8.2

Harry Mann setzte sich in den modernistischen Ledersessel, von dem aus der fette Pater seinen Jüngling beobachtet hatte, und griff nach der Cognacflasche. Zuviel war passiert, er musste nachdenken, mit jemandem reden. Er lebte in Zeitlupe. Er stand auf und holte sich ein frisches Weinglas aus der offenen Küchenbar. Er musste Gal um Rat bitten.
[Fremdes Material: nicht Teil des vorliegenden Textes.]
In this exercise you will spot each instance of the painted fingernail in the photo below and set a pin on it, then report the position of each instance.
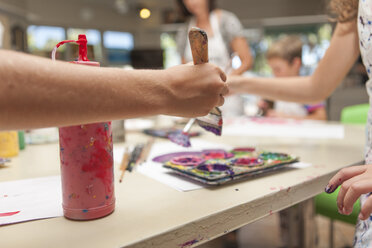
(346, 211)
(329, 189)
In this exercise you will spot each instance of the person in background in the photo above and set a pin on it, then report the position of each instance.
(37, 92)
(284, 58)
(351, 37)
(225, 39)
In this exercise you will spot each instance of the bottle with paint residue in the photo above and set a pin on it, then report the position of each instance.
(86, 161)
(9, 144)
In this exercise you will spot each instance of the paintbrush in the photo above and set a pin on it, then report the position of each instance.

„Woher“, fragte er, als er sich wieder gesetzt hatte, „kanntest du diesen Kerl?“ – „Das würde ich nicht verstehen? Meine Liebe, ich glaube, du wolltest mich hereinlegen!“ – „Sicher, du hast mich gerettet. Aber war das der Grund, weshalb du gekommen bist? Und warum hast du so plötzlich die Fronten gewechselt?“

Gal gab ihm keine Antwort, keine jedenfalls, die ihn befriedigt hätte. Harry Mann leerte das Glas in einem Zug. Vielleicht würde er in dem Apartment einen Hinweis finden.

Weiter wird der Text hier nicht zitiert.